Net Unrealized Appreciation (NUA) – Worth It?
Happy New Year to you and your families! That is, if it is still appropriate to wish people a Happy New Year this far into January. I always enjoy the debate around how far into the year you can still say that. I tend to land on through the end of January. I think Seinfeld agrees with that sentiment! 😊
As we enter the new year and are doing our best to stick with resolutions (see Kira’s most recent post!), maybe one of yours was to finally consolidate all of those old company retirement plans that you have left behind at previous jobs into one IRA. Generally, this can be a good idea, because it can help you better manage the investments and distributions, usually gain access to a wider array of investments, and get centralized reporting of performance and activity among many other benefits. I will also add a note here to make sure your beneficiaries are up to date regardless of whether or not you consolidate plans. We have seen situations where ex-spouses were left on old accounts unintentionally, and needless to say, that can result in a less than desirable outcome at your passing.

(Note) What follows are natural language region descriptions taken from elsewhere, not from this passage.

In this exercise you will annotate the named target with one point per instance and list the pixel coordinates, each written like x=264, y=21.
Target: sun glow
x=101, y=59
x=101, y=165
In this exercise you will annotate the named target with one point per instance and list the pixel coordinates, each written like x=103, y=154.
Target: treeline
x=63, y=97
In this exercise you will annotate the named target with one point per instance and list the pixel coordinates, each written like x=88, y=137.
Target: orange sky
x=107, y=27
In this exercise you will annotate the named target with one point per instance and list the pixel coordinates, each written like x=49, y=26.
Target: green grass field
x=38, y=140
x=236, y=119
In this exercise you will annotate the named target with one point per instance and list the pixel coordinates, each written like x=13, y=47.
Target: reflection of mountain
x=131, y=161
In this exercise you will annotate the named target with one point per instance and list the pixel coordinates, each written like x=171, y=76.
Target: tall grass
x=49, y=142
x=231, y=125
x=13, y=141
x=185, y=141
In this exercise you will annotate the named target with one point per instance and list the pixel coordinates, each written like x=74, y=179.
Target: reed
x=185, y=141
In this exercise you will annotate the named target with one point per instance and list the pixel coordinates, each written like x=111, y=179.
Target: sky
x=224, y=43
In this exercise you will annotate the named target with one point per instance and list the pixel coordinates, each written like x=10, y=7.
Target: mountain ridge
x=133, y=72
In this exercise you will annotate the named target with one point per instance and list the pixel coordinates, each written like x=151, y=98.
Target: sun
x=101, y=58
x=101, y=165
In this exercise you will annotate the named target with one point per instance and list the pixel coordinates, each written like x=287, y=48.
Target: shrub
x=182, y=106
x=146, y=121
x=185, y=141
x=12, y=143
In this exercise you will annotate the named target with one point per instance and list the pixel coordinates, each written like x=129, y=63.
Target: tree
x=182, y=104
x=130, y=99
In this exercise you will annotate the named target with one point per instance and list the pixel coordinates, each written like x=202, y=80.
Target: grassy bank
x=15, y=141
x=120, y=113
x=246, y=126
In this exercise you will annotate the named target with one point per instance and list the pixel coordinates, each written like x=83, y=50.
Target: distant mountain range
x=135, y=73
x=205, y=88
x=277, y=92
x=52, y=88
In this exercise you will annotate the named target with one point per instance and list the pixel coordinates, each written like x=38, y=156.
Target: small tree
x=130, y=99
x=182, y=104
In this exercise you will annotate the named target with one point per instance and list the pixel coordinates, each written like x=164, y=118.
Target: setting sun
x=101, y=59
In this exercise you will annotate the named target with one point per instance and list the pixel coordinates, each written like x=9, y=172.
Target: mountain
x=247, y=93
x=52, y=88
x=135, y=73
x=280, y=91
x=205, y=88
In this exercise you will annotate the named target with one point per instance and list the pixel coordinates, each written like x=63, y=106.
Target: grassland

However, there are some things to weigh when considering a rollover to an IRA. There are a few benefits to leaving money in a company plan, but the focus of this post is whether or not to utilize the Net Unrealized Appreciation strategy. If you have a significant amount of company stock in your 401(k), you may want to look into electing this option with your first distribution. The shortest explanation of the benefits is that it could save you some tax dollars.
Please see the decision tree below should you be facing this issue:
If you do elect NUA, you will be taxed on just the cost basis of the stock (the amount you paid for it, or the cost when you received it) and it will be reported as ordinary income at the time of the distribution. So, timing will be important here. Ideally, you have stopped working, so your income tax rate will be lower, and you can better handle the additional income tax. If you do not elect the NUA option, the entire amount of the company stock will be taxed as ordinary income at the time of distribution.
The strategy here is to have the appreciation of the stock be taxed as long-term capital gains (a more favorable rate) when you do eventually sell the stock. The logistics are that you instruct the plan to move the company stock out of your plan into a brokerage account where it can be held until it is sold. Usually there are other investments in the plan that can be rolled into an IRA.
Note that this is not always advisable even if you have appreciated stock. It might mean that you are forced to hold a large portion of your funds in one stock, which may prevent you from achieving a properly diversified portfolio. And, of course, the stock price could always go down, in which case the strategy would not have been worth it. Most plan administrators will at least make you aware of the option when you attempt to initiate the rollover, but do keep this in mind when consolidating our plans.
Here at Meridian, we try to help our clients find ways to avoid the tax bite, especially when it comes to retirement plan distributions. Most are willing to pay their fair share, but no one wants to pay more than they are required to. Unfortunately, the fish we caught on a fishing trip last year definitely did not avoid the bite of a shark that took his share while we had it hooked on the line!
Once again, Happy New Year (?) to you and yours!